Raspberry Pi has been now working with HALCON, a standard machine vision software from MVTec, who is a leading provider of machine vision software.
On Oct 2019, the Raspberry Pi 4 + OV9281 was supported by HALCON through the MIPI (Mobile Industry Processor Interface) interface, accessing via Video4Linux, GenTL, as well as shared memory access in software. Meanwhile, in NVIDIA Jetson Nano, it work with IMX290 sensor module via FPD-LINK III.
It is the first time that the machine vision software is fully compatible with the camera modules, which were developed specifically for high-volume embedded applications and that meet strict industrial standards.
NVIDIA, NXP, TI, and Raspberry Pi already provide the interface of MIPI. It support a wide range of sensors (CCD/CMOS), including RGB-IR sensor, which can save the IR-CUT for down cost. The data can transfer to GPU seamlessly with a maximum transmission rate of 17.1Gbits, without imposing additional load of CPUs. With these, MIPI interface open a new business area beyond industrial machine vision, like medical technology, agriculture, as well as the logistics and retail sectors.
MVTec decides to support ALL core feature like matching, identification, or measuring, even deep learning inference on ARM CPU.

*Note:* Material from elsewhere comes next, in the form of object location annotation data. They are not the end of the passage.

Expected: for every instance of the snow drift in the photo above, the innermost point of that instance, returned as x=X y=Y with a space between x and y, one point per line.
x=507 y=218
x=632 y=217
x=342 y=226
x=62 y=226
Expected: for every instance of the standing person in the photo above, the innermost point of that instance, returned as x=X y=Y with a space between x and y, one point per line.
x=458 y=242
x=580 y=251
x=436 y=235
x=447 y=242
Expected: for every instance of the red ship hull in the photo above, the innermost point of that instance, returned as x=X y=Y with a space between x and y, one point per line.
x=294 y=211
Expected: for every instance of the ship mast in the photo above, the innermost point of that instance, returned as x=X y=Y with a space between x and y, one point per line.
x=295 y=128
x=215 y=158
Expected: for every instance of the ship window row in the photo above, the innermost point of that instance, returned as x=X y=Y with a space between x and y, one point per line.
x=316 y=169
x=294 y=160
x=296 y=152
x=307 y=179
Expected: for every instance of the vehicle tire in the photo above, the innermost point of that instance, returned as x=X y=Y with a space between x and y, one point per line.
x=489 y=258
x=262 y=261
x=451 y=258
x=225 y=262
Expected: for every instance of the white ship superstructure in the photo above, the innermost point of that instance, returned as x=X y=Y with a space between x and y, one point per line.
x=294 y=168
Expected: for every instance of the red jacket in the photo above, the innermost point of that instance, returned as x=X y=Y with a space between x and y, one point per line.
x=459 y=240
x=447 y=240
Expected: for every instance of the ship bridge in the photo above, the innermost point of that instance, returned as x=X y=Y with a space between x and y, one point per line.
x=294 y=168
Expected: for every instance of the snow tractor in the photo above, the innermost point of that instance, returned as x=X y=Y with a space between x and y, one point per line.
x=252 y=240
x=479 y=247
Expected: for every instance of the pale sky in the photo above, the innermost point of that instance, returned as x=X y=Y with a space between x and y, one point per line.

In order to access the performance features of the NVIDIA and Raspberry Pi 4 platforms for embedded vision applications efficiently, some vendor offers a portfolio of MIPI CSI-2 board cameras. Many embedded machine vision applications (especially multi-camera applications) require cable lengths longer than the maximum 20 cm reached with MIPI CSI-2 cameras. Using the FPD-Link III bridge, cable lengths of up to 15m can be achieved
The embedded platforms’ MIPI-CSI-2 interfaces are directly connected to the ISP to avoid latencies and data conversions. The Imaging Source’s MIPI-CSI-2 cameras have been specifically designed to pass the raw image data directly to the interface. Since these embedded board cameras include only essential functionality, they are particularly cost effective. NVIDIA embedded platform offer a GPU with CUDA cores and several MIPI-CSI-2 camera interfaces which make them predestined for AI and demanding machine vision applications, capable of running several neural networks in parallel to implement image segmentation, image classification and object recognition.
For less demanding image processing tasks, the Raspberry Pi 4 with a MIPI-CSI-2 camera interface and an ISP is also an excellent choice. Here too, the MIPI-CSI-2 interface is directly connected to the ISP. The Raspberry Pi 4, for example, is capable of compressing high-resolution H.264 images and sending them via Ethernet or WLAN.